Sonny Pike (born 1983) is an English former footballer who became famous at a young age for his talent, which saw him being compared to players regarded as among the greatest of all time, such as Diego Maradona and George Best. Despite his early promise, Pike left the match at the age of 18 without ever having played professionally.

==Early life and football career==
Pike was born and raised in Enfield. He joined Enfield Colts at the age of six, moving to Enfield F.C. at the age of ten.

Pike received much publicity when he went on trial with Dutch club Ajax in 1995; though the club wanted to sign him, he returned to England to sign for Leyton Orient instead. During his time in the media spotlight, he featured in advertisements for Coca-Cola and McDonald's, attended awards ceremonies with leading footballers, and entertained the crowd before the 1996 Football League Cup final. He was due to move to Chelsea until he featured on a Channel 4 documentary titled Poaching & Coaching in May 1996, which made allegations of illegal payments and resulted in him being banned from representing any club for a year. He later went on trial with both Queens Park Rangers and Crystal Palace before signing with Stevenage Borough. He had a trial at Grimsby Town, before quitting football at the age of 18.

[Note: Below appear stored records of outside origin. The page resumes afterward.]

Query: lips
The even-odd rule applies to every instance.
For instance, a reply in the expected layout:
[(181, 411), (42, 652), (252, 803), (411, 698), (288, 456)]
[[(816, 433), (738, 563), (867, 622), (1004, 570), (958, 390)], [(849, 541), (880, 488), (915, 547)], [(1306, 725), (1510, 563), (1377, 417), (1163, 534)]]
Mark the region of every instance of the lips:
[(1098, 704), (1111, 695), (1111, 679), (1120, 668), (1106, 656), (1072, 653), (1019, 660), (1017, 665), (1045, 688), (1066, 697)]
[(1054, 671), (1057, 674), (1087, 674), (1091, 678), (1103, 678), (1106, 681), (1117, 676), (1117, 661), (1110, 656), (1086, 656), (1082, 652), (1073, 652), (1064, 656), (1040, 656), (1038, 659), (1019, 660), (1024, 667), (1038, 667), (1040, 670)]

There were reports in the media that Pike had a non-league career at clubs such as Barnet and Waltham Forest under an assumed name, or was playing in Dundee, but he has denied those reports.

==Later career==
In 2016 Pike was working as a taxi driver in London. In February 2020 he opened a football academy. He is married with two children. He continues to be cited by the football media as the archetype of a heavily promoted child prodigy who ultimately did not achieve success in the sport.